Dimanche dernier 6 octobre, il était à la Scala de Milan(o) pour jouer le périlleux Concerto n°3 de Rachmaninov sous la baguette du grand Riccardo Chailly avec l'Orchestre du Festival de Lucerne désormais fameux.
Alexandre, le maestro Chailly et l'orchestre ont quitté l'Europe et se produisent actuellement en Chine.
Ils ont fait un triomphe au National Centre for the Performing Arts de Beijing (Pékin) où ils commençaient leur périple dans l'immense pays, où la musique classique est plus qu'appréciée.*

Pékin (Beijing) après "Rachma"

Fin de concerto à la Scala, 8 octobre 2019

Page fb d'Alexander Malofeev : clic


Notre douleur, notre gloire


Antonio et Pedro en couverture de Variety, plus gloire que douleur

Avec tout ça (la rentrée, l'adieu au farniente...), il m'avait échappé que les DVD et Blu-ray de Dolor y Gloria (Douleur et gloire) étaient enfin dans le commerce.
J'insérai ici la scène la plus "caliente" du film la semaine dernière sans me douter que l'on pouvait (enfin !) la voir à loisir à la maison, autour de laquelle, tout de même, un film bouleversant, sans doute le meilleur Almodovar depuis la grande époque de Tout sur ma mère, Parle avec elle, et autres Volver.
Le disque est accompagné de quelques suppléments sur les coulisses du tournage.
Ayant beaucoup apprécié Parasite
Un placement sûr. (C'est chez Pathé)




"Pacifiques" ou "Pacifistes" ?


Le monsieur, là, au milieu, est un pacifiste

C'est une vue (partielle, seulement, hélas !) de l'état des lieux en matière de vocabulaire.
Il a suffi qu'un péquin, lors des premières manifestations du mouvement appelé "des gilets jaunes" proclame "nous, on est des gens pacifistes" pour que tout le monde emboîte le (faux) pas, médias en tête.
Personne n'a rectifié, personne n'a cru bon d'expliquer que le pacifisme est une idée, un mode de pensée, que je peux me déclarer "pacifiste" (un nom commun) si je refuse tout conflit armé, ou "pacifique" (un adjectif) pour signifier que je n'ai pas d'intention belliqueuse.
Ainsi, un adjectif est quasiment rayé du langage avec la complicité des journalistes (vous savez, les "cékoi" et autres "vousenditeskoi" etc. !) et un substantif qui n'avait rien demandé est privé de son sens.

Ici tout est pacifique.
Même l'océan.
* Alexander Malofeev donnera un récital à Paris, le mardi 19 novembre Salle Gaveau.
J'y reviens prochainement.

6 commentaires:

Xersex a dit…

À propos de HI FI, mais croyez-vous vraiment que la poésie ne peut pas aller au-delà d’un son de fidélité moins élevé?

Silvano a dit…

Xersex : bien sûr que si.
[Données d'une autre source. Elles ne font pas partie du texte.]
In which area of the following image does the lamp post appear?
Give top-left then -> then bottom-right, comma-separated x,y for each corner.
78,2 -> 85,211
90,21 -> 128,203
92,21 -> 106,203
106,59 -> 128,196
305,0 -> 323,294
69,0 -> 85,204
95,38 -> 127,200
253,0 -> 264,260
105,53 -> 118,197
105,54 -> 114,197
Mais je pense que vous n'avez pas compris le fond de mon texte.

Xersex a dit…

J'ai compris: il y avait des cénacles pour écouter de la musique, exactement comme je le fais: à travers des disques.

Arthur P. a dit…

Moi, j'écoute avec un phonographe à manivelle.

Unknown a dit…

Je suis étonné que vous ne mentionnez pas que À M sera le 18/11 à Gaveau.
Jean-Paul

Silvano a dit…

Jean-Paul : je comptais faire un billet particulier. Mais vous avez raison, je fais une note en renvoi.